Nell'installazione di Laura Nsengiyumva un divano sfondato e screpolato accoglie il pubblico della Biennale. Di fronte, su un televisore al plasma una famiglia guarda: guarda la televisione, guarda la biennale, ci guarda. Ma chi siamo? Cosa vede quella famiglia seduta di fronte a noi? E cosa stiamo cercando noi in quella famiglia parcheggiata in TV? Va detto che la famiglia in TV è nera e in mostra a Dakar appare anche come una famiglia benestante della città che assiste insieme a noi, annoiata e distratta, a questo evento che ogni due anni porta esposizioni e conferenze tra le sue strade, con un programma che in questa edizione non è distribuito soltanto nella settimana delle inaugurazioni, ma nell'arco di un mese intero.

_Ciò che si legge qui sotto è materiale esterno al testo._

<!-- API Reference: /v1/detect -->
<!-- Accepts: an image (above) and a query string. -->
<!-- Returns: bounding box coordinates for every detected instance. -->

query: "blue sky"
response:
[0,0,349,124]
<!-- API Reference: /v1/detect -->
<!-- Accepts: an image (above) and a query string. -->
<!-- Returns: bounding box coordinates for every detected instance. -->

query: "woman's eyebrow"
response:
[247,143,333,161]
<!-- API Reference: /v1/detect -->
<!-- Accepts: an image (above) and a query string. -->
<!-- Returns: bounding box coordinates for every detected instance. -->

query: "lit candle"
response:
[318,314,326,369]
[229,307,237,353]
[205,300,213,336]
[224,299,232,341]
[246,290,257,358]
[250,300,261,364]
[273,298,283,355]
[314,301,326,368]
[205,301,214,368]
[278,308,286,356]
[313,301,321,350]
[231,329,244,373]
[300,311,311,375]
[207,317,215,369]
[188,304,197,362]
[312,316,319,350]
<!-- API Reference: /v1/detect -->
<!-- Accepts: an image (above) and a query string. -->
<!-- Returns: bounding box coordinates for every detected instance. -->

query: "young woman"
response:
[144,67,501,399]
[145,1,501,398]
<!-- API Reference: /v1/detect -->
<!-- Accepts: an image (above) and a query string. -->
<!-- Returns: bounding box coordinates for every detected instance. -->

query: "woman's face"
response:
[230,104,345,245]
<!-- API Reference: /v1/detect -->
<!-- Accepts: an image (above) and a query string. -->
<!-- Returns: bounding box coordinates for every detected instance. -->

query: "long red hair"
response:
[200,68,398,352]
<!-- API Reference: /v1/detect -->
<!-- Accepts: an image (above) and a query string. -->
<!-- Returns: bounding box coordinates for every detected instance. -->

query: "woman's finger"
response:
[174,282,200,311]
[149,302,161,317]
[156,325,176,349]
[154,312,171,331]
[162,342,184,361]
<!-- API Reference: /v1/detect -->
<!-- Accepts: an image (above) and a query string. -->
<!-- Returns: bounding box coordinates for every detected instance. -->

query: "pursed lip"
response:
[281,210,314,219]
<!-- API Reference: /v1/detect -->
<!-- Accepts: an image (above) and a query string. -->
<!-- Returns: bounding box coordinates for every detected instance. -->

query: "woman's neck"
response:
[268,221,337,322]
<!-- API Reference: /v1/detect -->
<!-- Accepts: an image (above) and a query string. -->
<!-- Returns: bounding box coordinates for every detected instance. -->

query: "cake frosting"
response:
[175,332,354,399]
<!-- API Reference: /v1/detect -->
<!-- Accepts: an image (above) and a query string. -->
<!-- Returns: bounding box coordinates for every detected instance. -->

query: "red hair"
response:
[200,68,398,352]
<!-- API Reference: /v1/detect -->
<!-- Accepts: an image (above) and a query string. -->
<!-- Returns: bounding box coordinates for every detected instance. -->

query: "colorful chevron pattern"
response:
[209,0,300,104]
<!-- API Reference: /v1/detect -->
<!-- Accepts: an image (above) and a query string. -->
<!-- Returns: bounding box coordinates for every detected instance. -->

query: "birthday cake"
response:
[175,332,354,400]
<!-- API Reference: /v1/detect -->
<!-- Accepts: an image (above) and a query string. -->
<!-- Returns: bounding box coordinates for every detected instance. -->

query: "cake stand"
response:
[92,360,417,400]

"Io sono venuta a vedere le opere", mi dice la signora di fianco a me, ed è forse questa semplice verità che si fatica a riconoscere a un evento che si svolge nell'Africa Sub-Sahariana. Sta di fatto, che Dakar ha un suo pubblico locale interessato alla cultura e la biennale presenta diverse opere e iniziative di qualità.
È come se questo appuntamento ritmato con la Biennale di Dakar avesse nel tempo creato delle infiltrazioni. L'incontro con l'arte contemporanea ha creato una porosità, la capacità di includere nuovi linguaggi e strumenti.